А странность эта заключалась в том, что боль всегда усиливалась именно тогда, когда спутник пролетал над Северной Калифорнией.
Среди ночи Эди Келлер неожиданно разбудил возбужденное бормотание Билла.
— Чего тебе? — Сонно спросила сестра, пытаясь понять, что брат там такое лопочет. Она села на кровати, протирая глаза, а тем временем бормотание перешло в настоящий визг.
— Хоппи Харрингтон! — буквально вопил внутри нее Билл. — Он захватил спутник! Хоппи захватил спутник Дэнджерфилда! — Он возбужденно верещал, повторяя это снова и снова.
— А ты откуда знаешь?
— Потому что так говорит мистер Блутгельд. Он сейчас хоть и далеко внизу, но по-прежнему видит все, что происходит у нас наверху. Он о нас все знает. И ненавидит Хоппи, потому что тот его убил.
— А как там сам Дэнджерфилд? — спросила она. — Еще не умер?
— По крайней мере, внизу его нет, — после довольно продолжительной паузы ответил брат. — Похоже, пока нет.
— И кому я должна об этом рассказать? — спросила Эди. — Насчет Хоппи и спутника?
— Расскажи маме, — посоветовал брат. — И лучше прямо сейчас.
Выбравшись из постели, Эди пересекла холл, подошла к двери спальни родителей, приоткрыла ее и позвала:
— Мама, мне надо тебе кое-что сказать… — и тут же осеклась, поскольку матери в спальне не было. В постели был только один человек — ее отец. А мать — девочка мгновенно это поняла — ушла и больше никогда не вернется.
— Где она? — спросил внутри нее Билл. — Я знаю, что ее здесь нет. Я всегда ее чувствую.
Эди медленно прикрыла дверь спальни. «Что же мне делать? — спросила она себя, и, оглушенная, поплелась обратно, дрожа от ночного холода.

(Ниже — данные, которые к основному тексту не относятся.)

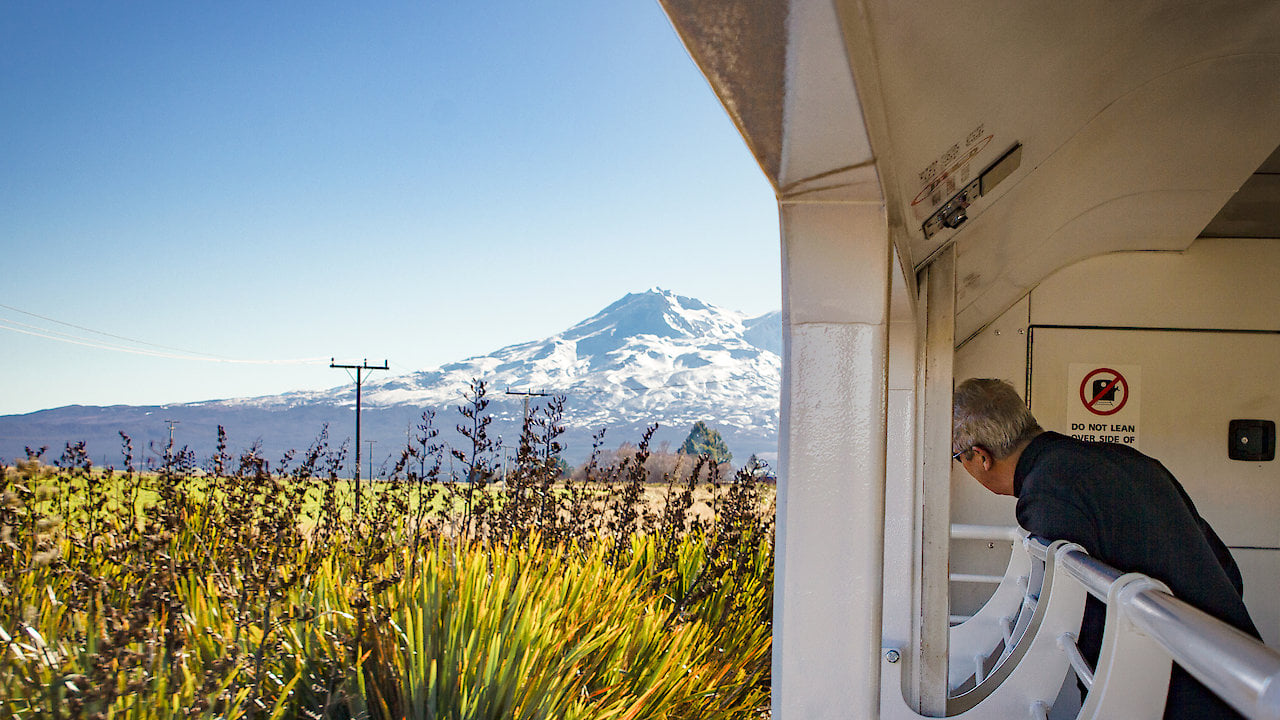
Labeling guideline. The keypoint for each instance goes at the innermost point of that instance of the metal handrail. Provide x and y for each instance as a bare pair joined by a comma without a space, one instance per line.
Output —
1238,668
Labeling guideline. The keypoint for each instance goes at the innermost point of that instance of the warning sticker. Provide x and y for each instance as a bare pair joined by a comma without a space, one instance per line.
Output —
1102,402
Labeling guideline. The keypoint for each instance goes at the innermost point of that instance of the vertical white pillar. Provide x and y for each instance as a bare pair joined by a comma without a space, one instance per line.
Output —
831,495
901,504
932,600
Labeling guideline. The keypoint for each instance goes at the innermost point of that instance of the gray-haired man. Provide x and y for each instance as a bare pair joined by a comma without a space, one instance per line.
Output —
1121,506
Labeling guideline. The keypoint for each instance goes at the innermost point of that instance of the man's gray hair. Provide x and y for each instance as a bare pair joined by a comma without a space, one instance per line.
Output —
988,413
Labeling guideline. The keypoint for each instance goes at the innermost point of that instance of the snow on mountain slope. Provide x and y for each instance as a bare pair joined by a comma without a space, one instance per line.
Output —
648,355
649,358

— Да тише ты! — шикнула она на Билла, и его бормотание стало немного потише.
— Ты должна найти ее, — сказал Билл.
— Не могу, — отозвалась Эди, поскольку знала, что это безнадежно. — Дай мне лучше подумать, как быть дальше, наконец сказала она, возвращаясь в свою комнату к халату и тапочкам.
Бонни заметила Элле Харди:
— Какой у вас уютный дом. И все же, оказавшись в Беркли после стольких лет, испытываешь какое-то странное чувство. — Она просто смертельно устала. — У меня буквально слипаются глаза, — сказала Бонни. Было два часа ночи. Взглянув на Эндрю Гилла и Стюарта, она заметила: — Ну и быстро же мы сюда добрались, верно? Даже еще год назад такое путешествие оказалось бы на три дня дольше.